Face à ces doux souvenirs, je me rappelle également ces moments où je devais expliquer à un parent burundais avec toute la révérence où je m’en allais à la fin des vacances “ je pars à Lille (France) étudier l’hôtellerie/restauration” Réponse “Quoi? Tu vas apprendre l’hôtellerie? C’est à dire que tu vas apprendre à nettoyer les toilettes? — ntibishoboka, Prime agire arihe iyo shure?.” Bon. J’ai souri et j’ai continué à saluer les parents.

Une autre anecdote — mon stage au Club du Lac Tanganyika — où j’ai effectué un stage et lorsque pour la premiere fois, les femmes de chambre m’ont vu faire une chambre, d’abord ont été choquées et après m’ont demandé de ne pas m’afficher devant les clients car j’étais la fille de … Je pouvais m’éviter la peine de passer le balai devant les chambres qui donnaient sur la piscine par exemple. Au moins dans ce cas ci, ça partait d’un bon sentiment.

Tout ça pour dire, ce n’est pas facile de parler de tourisme au Burundi et de son potentiel en tant que carrière, d’hôtellerie si on n’est pas entourés de personnes éclairées. L’hôtellerie au Burundi, comme en zone EAC et toute l’Afrique d’ailleurs, a un potentiel certain — il est de mon avis que tout africain a quelque part en lui, moins les rwandais d’après quelques retours, ce sens de l’hospitalité et si c’est une passion pour certains, pourquoi ne pas en faire une carrière.

L’hôtellerie n’a jamais été un frein à mes envies, mes passions car durant les treize années passées en France, j’ai effectué trois ans dans une école de commerce.
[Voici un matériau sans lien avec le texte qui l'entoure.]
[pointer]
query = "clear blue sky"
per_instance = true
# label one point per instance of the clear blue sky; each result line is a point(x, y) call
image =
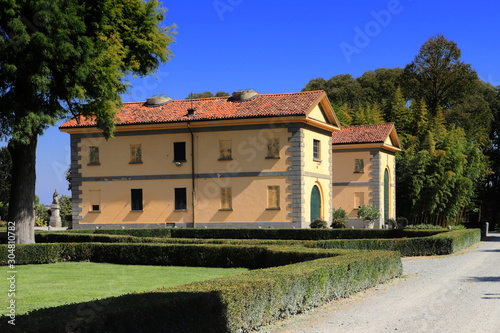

Au contraire, cette discipline m’a appris à me poser des questions sur mes origines — ces questions que j’entends quand je mange avec des amis — quelle est la spécialité culinaire du Burundi et pourras-tu un jour cuisiner pour nous? La premiere réponse est ‘comme partout, il existe plusieurs plats’ et je me retrouve à énumérer que deux ou trois plats principaux , me rapprochant de la cuisine congolaise pour rallonger la liste et la deuxième sans broncher, ‘pas de si tôt car je n’ai pas appris à cuisiner les feuilles de manioc par exemple’. Pas de jugement car Dieu sait que ça prend du temps.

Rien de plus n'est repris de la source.